Royaume-Uni: lourdes hausses d'impôts dans le budget travailliste, pain bénit pour l'opposition
Des hausses d'impôts assumées, de 40 milliards de livres (48 milliards d'euros), contre des investissements dans des services publics à bout de souffle: le gouvernement travailliste de Keir Starmer a présenté mercredi son premier budget depuis son accession au pouvoir au Royaume-Uni en juillet, vertement critiqué par les conservateurs.
C'est à la chancelière de l'Echiquier, Rachel Reeves, qu'est revenue la lourde tâche d'assumer les choix gouvernementaux face à la Chambre des communes. Un moment charnière pour les travaillistes, dont la popularité est déjà au plus bas.
"J'ai fait mes choix. Des choix responsables", a-t-elle conclu après 1 heure 15 de discours.
L'ex-Premier ministre conservateur Rishi Sunak a immédiatement dénoncé "un programme travailliste classique: plus d'impôts, plus d'emprunts, aucun plan de croissance et les travailleurs qui en paient le prix".
Parmi les hausses d'impôts dévoilées, un accroissement des cotisations patronales, appréhendé par les entreprises, qui rapportera plus de la moitié des nouvelles recettes: 25 milliards de livres par an.
Une mesure décriée avant même son officialisation par l'opposition, qui estime qu'elle contrevient à la promesse du Labour d'épargner les "gens qui travaillent", car ils finiront par payer la note sur leurs salaires.
Autres sources de recettes et d'économie: la hausse de l'impôt sur les plus-values ou la TVA sur les écoles privées, ainsi que la fin du chèque énergie pour des millions de retraités, un choix très contesté, y compris chez les travaillistes.
L'organisme public de prévision budgétaire, l'OBR, considère que le niveau de taxation britannique passera de 36,4% du PIB en 2024/2025 à 38,3% en 2027/2028, "un plus haut historique".
- "Absurde" -
"Nous devons rétablir la stabilité économique et tourner la page des 14 dernières années", s'est justifiée Rachel Reeves, ciblant les précédents gouvernements conservateurs.
Elle a de nouveau dénoncé un "trou noir" de 22 milliards de livres dont elle aurait hérité dans les finances publiques, et insisté sur l'énorme dette, à 100% du PIB.
"Le seul moyen d'améliorer le niveau de vie et de stimuler la croissance économique est d'investir", a-t-elle martelé, égrenant les milliards prévus pour les écoles, le logement et surtout le NHS, le système de santé à bout de souffle, qui bénéficiera de 22,6 milliards de livres en plus d'ici 2026.
Rachel Reeves a aussi promis 100 milliards de livres d'engagements sur cinq ans pour les services publics et les infrastructures, rendus possibles par une modification à venir des règles budgétaires, une pirouette comptable pour emprunter plus, mais uniquement pour investir.
"La décision de laisser filer les emprunts rend totalement absurdes les affirmations (de Rachel Reeves) sur l'état des finances publiques", a commenté l'ancien Premier ministre Rishi Sunak, chef de l'opposition conservatrice.
"Si elles étaient vraiment dans une situation aussi critique, comme elle l'a dit, nous aurions dû voir aujourd'hui une réduction significative de l'emprunt", a-t-il ajouté, qualifiant de "ridicules" ses remarques sur "l'héritage" des conservateurs.
"Il s'agit d'un nouveau gouvernement et il est naturel d'essayer d'annoncer toutes les mauvaises nouvelles dès le début", commente Laith Khalaf, analyste chez AJ Bell.

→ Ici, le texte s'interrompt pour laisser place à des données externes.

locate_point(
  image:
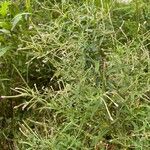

Mais ce budget est "sombre pour les contribuables", ajoute-t-il, bien que les hausses d'impôts soient d'abord supportées par les employeurs.
Pour Paul Johnson, directeur de l'Institute for Fiscal Studies, la chancelière fait deux paris risqués: penser que les liquidités dans les services publics "suffiront à redresser la situation" et espérer que les bénéfices tirés de ces investissements "compenseront les coûts".
La livre est restée sous pression après ces annonces, en repli de 0,1% face au dollar, pénalisée par les prévisions de croissance à long terme par l'OBR: +1,1% cette année, puis +2% l'an prochain, en hausse par rapport aux dernières estimations, mais légèrement dégradées les années suivantes.
La devise britannique a cependant freiné sa baisse initiale, grâce aux hausses de taxes moins importantes que prévu.
Dans la foulée du discours de Mme Reeves, les taux d'emprunt à 10 ans du Royaume-Uni ont globalement grimpé, montant temporairement jusqu’à 4,41%, un plus haut depuis début novembre 2023, avant de redescendre.